Je n'eus plus aucun regret lorsque nous nous séparâmes plus tard, car je n'avais plus peur qu'il m'en veuille. J'avais hâte d'être à notre prochaine discussion. Il m'avait pardonné et l'idée germait doucement dans mon esprit : et si je parvenais aussi à me pardonner ?

— Rune, père veut te parler !

J'acquiesçai face aux paroles de Ruka.

Je regagnai la salle principale, là d'où il ne bougeait plus depuis de longues années maintenant. Je le retrouvais assis sur l'immense siège, les pétales de consanguines virevoltant autour de lui. Ils étaient de plus en plus nombreux. Tristement. Lorsqu'il me vit, il tendit la main pour m'inviter à approcher et je m'agenouillai face à ses jambes. Sa main se perdit brièvement sur ma joue avant qu'il n'inspire profondément et lorsqu'il expira, des milliers de pétales le quittèrent.

— Je suis heureux que tu sois de retour, bien que tu ne sembles pas aussi ravie que nous.

— Je le suis, détrompez-vous père, mais la situation est compliqué pour moi. J'aime Anela, et les Ducs.

— Aimez le Vicaire Sanglant... Aimer un dieu façonné par Rodel n'est pas une chose à faire. Seul Rodel sait de quoi est capable sa création. C'est pourquoi nous devons être méfiants.

Certainement dus-je avoir un visage contrarié puisqu'il pinça ma joue.

— Il ne me reste plus beaucoup de temps. Délaisser mes bénédictions pour vous les offrir m'a beaucoup coûté. Rodel n'a jamais pu se résigner à porter la main sur moi pour m'arrêter, mais il a trouvé une solution qui lui ressemble bien. Chacun de vous, de mes enfants, a coûté un peu de ma propre vie.

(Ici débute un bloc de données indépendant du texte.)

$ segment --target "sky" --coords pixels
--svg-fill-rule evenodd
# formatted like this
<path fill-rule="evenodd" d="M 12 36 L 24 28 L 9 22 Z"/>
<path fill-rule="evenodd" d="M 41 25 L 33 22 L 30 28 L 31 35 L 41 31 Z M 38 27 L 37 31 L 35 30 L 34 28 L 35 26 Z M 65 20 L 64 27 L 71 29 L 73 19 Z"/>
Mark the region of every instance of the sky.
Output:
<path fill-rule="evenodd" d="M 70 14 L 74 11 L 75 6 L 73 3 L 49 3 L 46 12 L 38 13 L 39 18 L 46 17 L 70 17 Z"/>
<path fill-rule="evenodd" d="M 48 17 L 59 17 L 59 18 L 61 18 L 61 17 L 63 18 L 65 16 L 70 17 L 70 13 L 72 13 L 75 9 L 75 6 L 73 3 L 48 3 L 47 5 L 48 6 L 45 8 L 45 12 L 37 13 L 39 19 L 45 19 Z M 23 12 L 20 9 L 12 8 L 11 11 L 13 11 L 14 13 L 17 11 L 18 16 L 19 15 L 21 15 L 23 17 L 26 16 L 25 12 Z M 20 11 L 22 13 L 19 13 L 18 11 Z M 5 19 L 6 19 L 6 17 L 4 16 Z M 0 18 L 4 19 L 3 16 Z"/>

Je le savais. Il nous le racontait souvent, comment Rodel le tuait avec l'amour qu'il nous portait.

— Je vivrais tout juste assez pour voir le nouveau monde, mais si Anela décide de se battre avec les siens, alors je crains ne jamais voir ce monde. Convint le Rune.

— Il ne m'écoute plus, père. Le choix lui appartient.

Il soupira et hocha la tête.

— Lorsque je ne serais plus là, je veux être sûr que mes enfants seront dans un meilleur monde. Avant que tous les pétales ne se fanent, je veux avoir une chance de vous voir heureux dans un monde de paix, mais je fatigue Rune.

Je le laissai caresser ma joue sans dire quoi que ce soit. J'étais conscient de sa situation, de son but et de sa dévotion à notre égard, mais je ne pouvais décemment pas forcer la main à Anela. Pourtant... il disait vrai. Alors même que je croulais sous l'amour que je portais à Anela, j'ignorais de quoi il était capable.

Rodel ne pouvait pas avoir fait d'Anela un simple mortel. Il était sa création ; sa plus époustouflante création.